4. The Return of Gervais
Anyone they could have chosen to host the Globes was going to be a step down from Tina & Amy, but why do the HFPA have to keep going back to this poisoned well? The crassness of his material is not the problem. The problem is that the jokes aren't funny, or even well delivered. To be fair, there are some contexts in which the persona of the "unlikable comedian" can be effective, but awards show emcee is not one of them. Someone new next time, please and thank you.
3. Best Original Song
It's always something with this category. Mind you, we can't blame the music branch entirely for their sorry selection this year given the weak crop they had to pick from, but there were certainly some better options out there. The callous decision to only perform three of the songs on the show was even worse, and the dirge that ultimately won was the cherry atop an already vexing sundae. Even when her competition is as bad as her, Dianne Warren still can't catch a break. Honestly, the only good thing to come of the category this year is the amusing (for all the wrong reasons) fallout over Sam Smith's infamous acceptance speech goof.
2. Category fraud
Pundits are no strangers to this form of seasonal skulduggery, but it reached rancid new depths this year, with all organizations but the Globes sullying themselves by playing along with that dirty pool. Now I'll hear Supporting arguments for borderline leads like Paul Dano, Tom Courtenay and Mya Taylor, sure. But Jacob Tremblay? Rooney Mara? Eventual winner Alicia Vikander? Certainly not. I fear her success this year will only encourage future shenanigans for performances that just aren't good enough to get nominated in their proper category.

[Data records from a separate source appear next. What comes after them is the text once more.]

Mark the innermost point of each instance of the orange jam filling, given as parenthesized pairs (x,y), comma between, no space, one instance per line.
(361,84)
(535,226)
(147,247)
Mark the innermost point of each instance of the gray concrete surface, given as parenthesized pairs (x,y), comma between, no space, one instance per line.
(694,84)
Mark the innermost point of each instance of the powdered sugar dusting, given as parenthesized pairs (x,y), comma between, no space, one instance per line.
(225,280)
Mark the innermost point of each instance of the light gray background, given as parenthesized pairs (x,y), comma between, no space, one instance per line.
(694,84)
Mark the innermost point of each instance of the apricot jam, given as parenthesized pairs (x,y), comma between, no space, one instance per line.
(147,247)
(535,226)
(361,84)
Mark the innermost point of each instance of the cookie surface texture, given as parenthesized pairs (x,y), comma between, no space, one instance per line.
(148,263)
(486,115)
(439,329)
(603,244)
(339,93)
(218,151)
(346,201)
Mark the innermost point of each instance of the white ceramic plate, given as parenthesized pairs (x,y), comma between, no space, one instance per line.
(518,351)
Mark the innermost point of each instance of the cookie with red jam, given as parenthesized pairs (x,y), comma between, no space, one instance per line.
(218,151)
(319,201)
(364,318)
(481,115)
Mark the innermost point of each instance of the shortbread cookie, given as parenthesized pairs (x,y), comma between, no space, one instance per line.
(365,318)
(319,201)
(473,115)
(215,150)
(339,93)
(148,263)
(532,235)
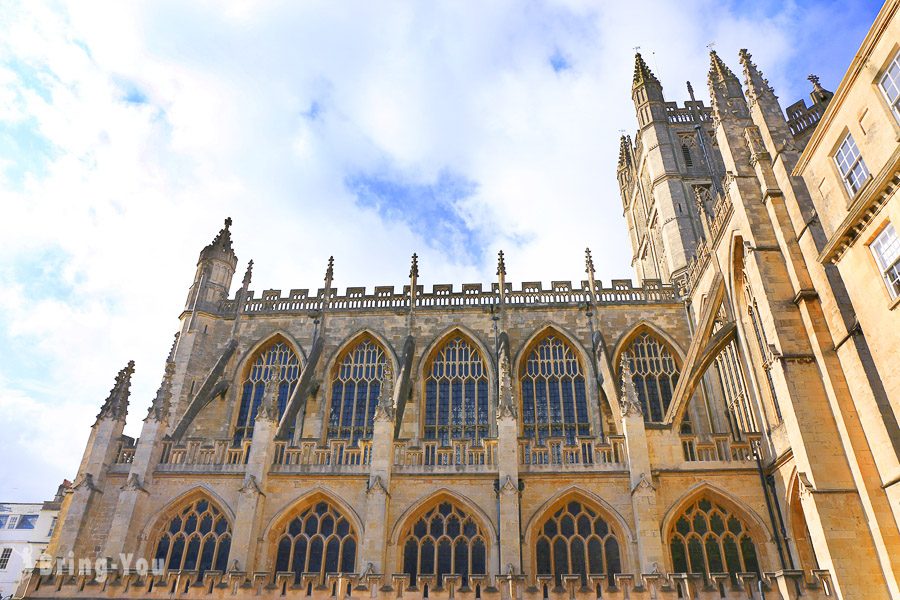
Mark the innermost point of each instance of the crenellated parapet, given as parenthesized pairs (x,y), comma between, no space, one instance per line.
(132,584)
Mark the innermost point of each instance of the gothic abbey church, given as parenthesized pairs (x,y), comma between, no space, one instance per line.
(725,428)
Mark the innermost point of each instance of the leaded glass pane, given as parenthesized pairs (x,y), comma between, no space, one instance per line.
(275,362)
(654,373)
(303,548)
(554,402)
(355,390)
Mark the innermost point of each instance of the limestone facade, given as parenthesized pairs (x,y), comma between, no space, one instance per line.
(703,434)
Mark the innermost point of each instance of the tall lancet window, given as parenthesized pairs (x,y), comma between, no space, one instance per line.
(554,399)
(355,388)
(655,375)
(456,393)
(275,360)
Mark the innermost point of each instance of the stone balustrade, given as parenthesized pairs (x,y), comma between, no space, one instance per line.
(309,456)
(721,448)
(458,455)
(199,456)
(607,454)
(532,293)
(781,585)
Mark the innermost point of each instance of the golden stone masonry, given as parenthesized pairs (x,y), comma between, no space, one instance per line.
(725,428)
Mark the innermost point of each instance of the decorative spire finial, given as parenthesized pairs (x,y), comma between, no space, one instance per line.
(718,70)
(116,404)
(329,272)
(629,404)
(814,79)
(248,273)
(159,409)
(642,73)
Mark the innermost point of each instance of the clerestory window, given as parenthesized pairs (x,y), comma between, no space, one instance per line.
(355,390)
(655,374)
(851,165)
(456,393)
(276,360)
(554,398)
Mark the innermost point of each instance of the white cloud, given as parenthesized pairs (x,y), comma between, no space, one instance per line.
(127,193)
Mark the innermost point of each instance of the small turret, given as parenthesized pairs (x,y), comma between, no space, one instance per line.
(215,270)
(646,91)
(116,405)
(723,87)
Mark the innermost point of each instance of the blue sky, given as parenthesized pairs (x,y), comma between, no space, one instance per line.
(369,131)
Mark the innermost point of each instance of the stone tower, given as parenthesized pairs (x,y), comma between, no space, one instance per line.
(666,177)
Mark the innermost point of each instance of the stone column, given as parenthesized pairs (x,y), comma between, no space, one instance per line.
(508,469)
(251,499)
(146,457)
(101,451)
(377,495)
(643,492)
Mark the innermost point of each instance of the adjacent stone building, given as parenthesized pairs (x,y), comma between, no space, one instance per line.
(723,429)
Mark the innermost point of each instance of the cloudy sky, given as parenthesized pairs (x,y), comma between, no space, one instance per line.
(366,130)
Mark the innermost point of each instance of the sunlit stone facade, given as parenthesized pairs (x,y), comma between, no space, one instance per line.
(696,435)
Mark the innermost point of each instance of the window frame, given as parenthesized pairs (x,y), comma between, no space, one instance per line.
(892,105)
(891,287)
(857,161)
(471,430)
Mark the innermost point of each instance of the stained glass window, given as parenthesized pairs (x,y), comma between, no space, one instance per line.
(275,360)
(355,390)
(655,375)
(554,399)
(318,540)
(708,538)
(576,540)
(196,538)
(444,541)
(456,393)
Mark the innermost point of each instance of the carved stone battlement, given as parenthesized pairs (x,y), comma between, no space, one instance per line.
(531,293)
(780,585)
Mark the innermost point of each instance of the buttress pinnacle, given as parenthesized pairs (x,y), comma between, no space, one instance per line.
(642,73)
(116,404)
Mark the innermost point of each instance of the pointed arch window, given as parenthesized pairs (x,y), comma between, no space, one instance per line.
(576,540)
(709,538)
(456,393)
(319,540)
(444,541)
(196,538)
(276,360)
(655,375)
(354,391)
(554,398)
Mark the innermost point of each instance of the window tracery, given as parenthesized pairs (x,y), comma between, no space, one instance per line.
(355,389)
(318,540)
(655,374)
(196,538)
(708,538)
(577,540)
(279,361)
(456,393)
(444,541)
(554,398)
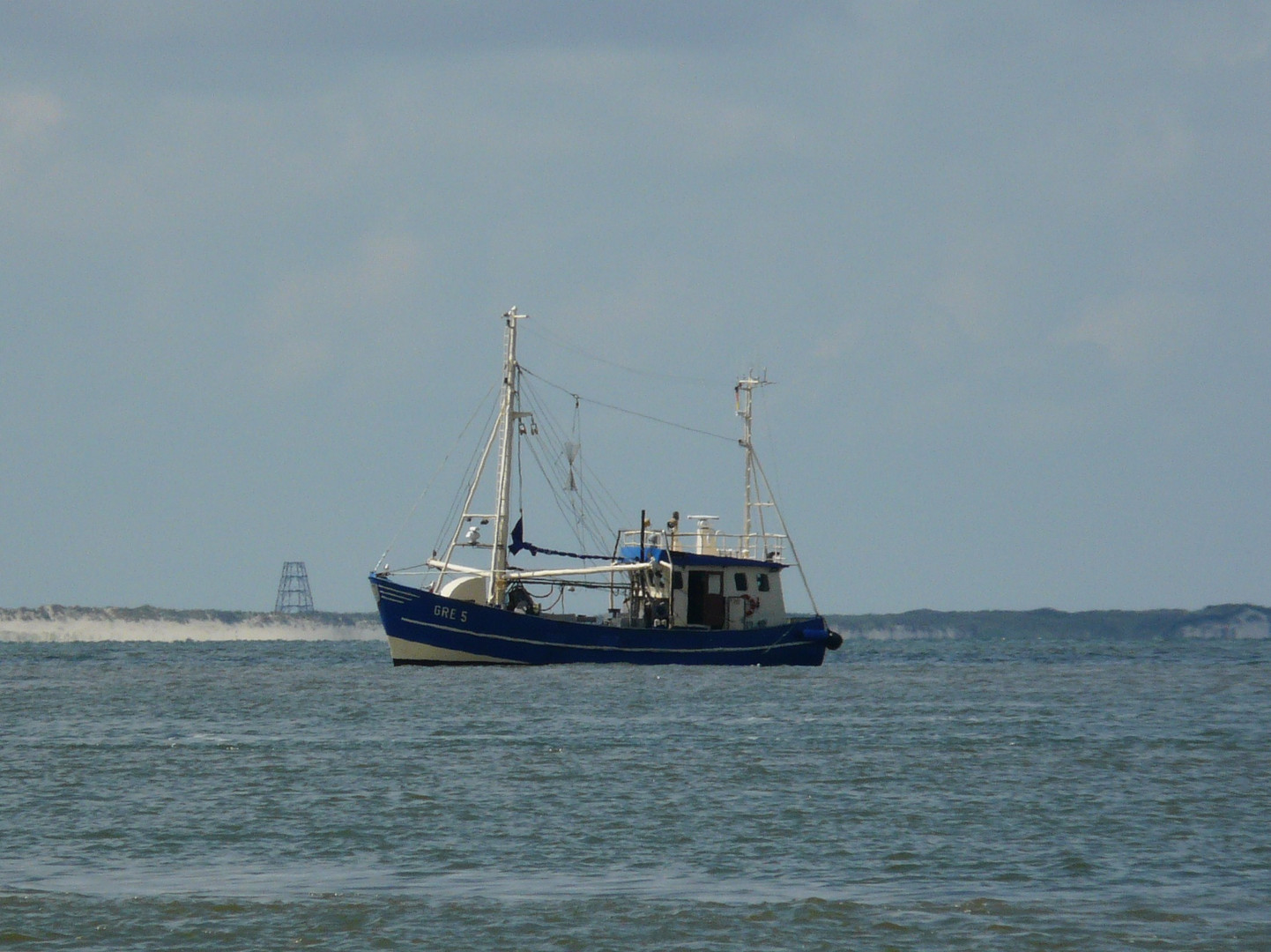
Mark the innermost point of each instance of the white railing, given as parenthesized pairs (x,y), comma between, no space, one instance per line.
(704,540)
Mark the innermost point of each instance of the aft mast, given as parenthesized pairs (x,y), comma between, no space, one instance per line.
(745,391)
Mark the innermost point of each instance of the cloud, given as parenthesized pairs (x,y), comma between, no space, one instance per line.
(1138,331)
(29,120)
(314,323)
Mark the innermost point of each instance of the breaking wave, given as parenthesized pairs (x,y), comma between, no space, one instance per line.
(60,623)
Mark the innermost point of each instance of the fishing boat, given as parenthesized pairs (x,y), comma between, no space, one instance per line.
(676,594)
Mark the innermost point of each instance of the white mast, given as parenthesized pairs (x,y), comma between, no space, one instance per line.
(509,411)
(745,391)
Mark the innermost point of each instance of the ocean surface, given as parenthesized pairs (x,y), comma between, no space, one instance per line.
(914,793)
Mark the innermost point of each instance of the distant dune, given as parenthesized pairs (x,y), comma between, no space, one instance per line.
(69,623)
(66,623)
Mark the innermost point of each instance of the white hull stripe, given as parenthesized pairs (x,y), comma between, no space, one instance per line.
(403,650)
(732,649)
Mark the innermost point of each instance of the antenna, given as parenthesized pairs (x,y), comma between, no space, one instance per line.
(294,594)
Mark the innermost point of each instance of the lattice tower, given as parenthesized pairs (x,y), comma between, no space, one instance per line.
(294,594)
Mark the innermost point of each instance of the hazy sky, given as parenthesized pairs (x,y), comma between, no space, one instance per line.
(1007,262)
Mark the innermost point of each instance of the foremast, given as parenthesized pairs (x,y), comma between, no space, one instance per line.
(509,414)
(755,503)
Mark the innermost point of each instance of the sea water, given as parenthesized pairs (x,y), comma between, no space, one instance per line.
(925,793)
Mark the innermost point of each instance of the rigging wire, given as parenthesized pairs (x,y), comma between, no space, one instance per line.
(469,474)
(433,480)
(629,412)
(649,374)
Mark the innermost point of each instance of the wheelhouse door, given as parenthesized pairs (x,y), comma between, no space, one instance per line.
(706,599)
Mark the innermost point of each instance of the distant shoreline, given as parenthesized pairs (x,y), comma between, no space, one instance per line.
(1241,621)
(74,621)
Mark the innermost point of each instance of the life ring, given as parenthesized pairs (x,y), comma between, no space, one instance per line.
(520,601)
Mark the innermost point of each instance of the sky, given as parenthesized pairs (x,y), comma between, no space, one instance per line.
(1006,262)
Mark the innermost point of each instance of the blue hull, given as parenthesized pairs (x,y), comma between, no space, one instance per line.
(430,629)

1. #OscarsSoWhite and the narrowness of “diversity”
Three years running now, the awards conversation has contorted into a racial politics conversation, and rarely a constructive one. The din was mostly quelled in 2014 when 12 Years a Slave eked out a Best Picture win over Gravity, only for the knowledge to disseminate thereafter that may voters didn't even see the film – reportedly feeling badgered into “owing” the slavery drama their top honour.
Last year, the kneejerk outrage over an all-white acting lineup birthed the infamous #OscarsSoWhite hashtag, with many angry tweeters refusing to acknowledge (or simply blind to) the nuance of Selma's late release and under-prepared campaign. But this year, things reached a tipping point.
The acting branch, who chooses those 20 nominees, is arguably more diverse and inclusive than most of the Academy's other factions. Where are the column inches devoted to the overwhelming whiteness of the executives branch? Where's the uproar over no woman being nominated for Best Cinematography in the Oscar's 88-year history? The year's one trans nominee (a rarity in any year), Anhoni, had her song unceremoniously nixed from the telecast – A decision that had more to due with the song's dullness than gender identity politics, but still.
No black nominees (and by "nominees", he specifically means actors).
Whether a calculated angle to appeal to a larger demographic or merely insensitive to other minorities, that's a dangerously limited criteria for diversity, and the theme seemed to play on loop all night long.
Are we to expect a season of outrage every year there doesn't happen to be a black acting nominee? After these last two, I don't think I can do another one.